Quand Armand Foëx et Clément Devilliers m’ont proposé de produire leur long-métrage, je n’avais aucune idée de ce qu’était un producteur de cinéma. Je n’y connaissais rien, donc j’ai dit oui. J’étais animé par une envie d’entreprendre, de créer, et j’avais été touché par leur court-métrage Nos cabanes.
Comprendre les mécanismes de la production d’un film n’a pas été aisé. Heureusement, j’ai été accompagné à chaque instant par les deux réalisateurs, et par de nombreux professionnels qui ont apporté leurs conseils et leurs expériences. J’ai été frappé par la générosité qu’ils ont tous déployée. Je ne peux que les remercier.
L’équipe technique et artistique, qui avait plus d’expérience que son propre producteur, s’est montrée très compréhensive et a aussi été d’une grande aide.

Un grand raccourci est une histoire de rencontre entre quatre jeunes débrouillards.

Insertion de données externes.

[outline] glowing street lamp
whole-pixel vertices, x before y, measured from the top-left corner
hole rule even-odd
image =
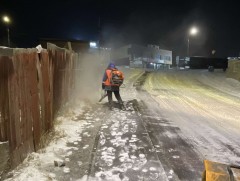
[[[10,18],[8,16],[3,16],[2,20],[7,25],[8,46],[10,47],[9,24],[11,23],[11,20],[10,20]]]
[[[189,49],[190,49],[189,39],[190,39],[190,36],[195,36],[197,33],[198,33],[198,29],[197,29],[196,27],[192,27],[192,28],[189,30],[189,33],[188,33],[188,49],[187,49],[187,55],[188,55],[188,57],[190,56],[190,54],[189,54]]]

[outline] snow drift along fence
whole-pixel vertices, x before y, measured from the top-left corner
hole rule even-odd
[[[9,142],[10,165],[37,151],[53,127],[54,114],[74,85],[76,55],[49,44],[36,49],[0,49],[0,141]]]

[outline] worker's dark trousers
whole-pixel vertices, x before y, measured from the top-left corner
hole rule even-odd
[[[122,98],[119,94],[119,91],[107,91],[107,95],[108,95],[108,102],[110,104],[110,106],[112,106],[112,92],[114,93],[116,99],[118,100],[119,104],[122,104]]]

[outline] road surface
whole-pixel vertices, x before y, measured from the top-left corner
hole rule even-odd
[[[62,138],[67,147],[31,155],[6,180],[195,181],[204,159],[240,165],[238,81],[218,70],[123,71],[125,111],[88,103],[69,118],[80,128]]]

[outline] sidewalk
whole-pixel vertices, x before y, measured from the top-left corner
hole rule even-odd
[[[55,141],[5,180],[167,180],[136,103],[126,102],[126,111],[103,104],[63,112]]]

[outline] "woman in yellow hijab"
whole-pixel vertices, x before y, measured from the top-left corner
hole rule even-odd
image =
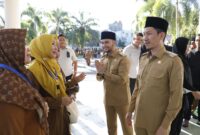
[[[56,61],[56,38],[54,35],[41,35],[31,41],[29,49],[34,60],[28,69],[38,81],[40,93],[49,105],[50,135],[70,135],[69,117],[64,106],[69,105],[72,99],[66,94],[65,81]]]

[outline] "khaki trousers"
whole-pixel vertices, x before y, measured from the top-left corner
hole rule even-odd
[[[123,134],[133,135],[132,126],[126,123],[126,113],[128,112],[128,105],[124,106],[108,106],[105,105],[107,128],[109,135],[117,135],[117,115],[119,116]]]
[[[154,132],[149,131],[146,128],[140,128],[140,127],[134,126],[134,130],[135,130],[136,135],[155,135],[155,131]],[[163,135],[169,135],[169,129],[167,130],[167,133]]]
[[[0,102],[0,135],[45,135],[36,111]]]

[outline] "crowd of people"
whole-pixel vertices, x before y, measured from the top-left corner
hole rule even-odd
[[[200,34],[166,46],[168,25],[147,17],[144,32],[123,50],[114,32],[101,32],[103,55],[95,67],[109,135],[117,135],[117,116],[124,135],[179,135],[189,126],[194,101],[200,125]],[[86,77],[77,74],[79,51],[63,34],[43,34],[28,46],[25,37],[24,29],[0,30],[0,134],[71,135],[66,106]],[[86,50],[88,66],[91,57]]]

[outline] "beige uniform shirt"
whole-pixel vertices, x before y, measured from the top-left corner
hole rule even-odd
[[[128,105],[131,99],[128,58],[116,50],[111,56],[104,55],[101,61],[106,70],[103,76],[97,74],[97,80],[103,80],[105,105]]]
[[[183,66],[179,57],[161,47],[150,58],[141,57],[136,87],[129,112],[134,124],[155,132],[159,126],[168,129],[182,105]]]

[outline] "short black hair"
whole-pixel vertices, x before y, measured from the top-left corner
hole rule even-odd
[[[61,34],[58,35],[58,38],[59,37],[65,37],[65,36],[64,36],[64,34],[61,33]]]
[[[167,34],[164,30],[161,30],[161,29],[159,29],[159,28],[155,28],[155,30],[157,31],[157,33],[164,32],[165,34]]]
[[[136,33],[136,36],[143,37],[143,34],[141,32],[139,32],[139,33]]]

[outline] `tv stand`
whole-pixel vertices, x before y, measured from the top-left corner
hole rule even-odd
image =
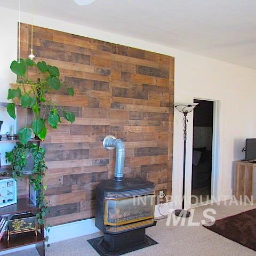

N’est-ce pas aussi l’histoire de votre rencontre avec les deux réalisateurs ?
J’aimerais qu’on se souvienne de ce film comme une ode aux rencontres qui changent la vie. Je crois que le film porte en partie ce propos, et l’histoire de sa création encore plus. Une rencontre qui concerne aussi les techniciens, les acteurs, les partenaires, et enfin et surtout, le public. Une rencontre au service de ce qu’il y a de plus beau : une histoire humaine, une œuvre d’Art.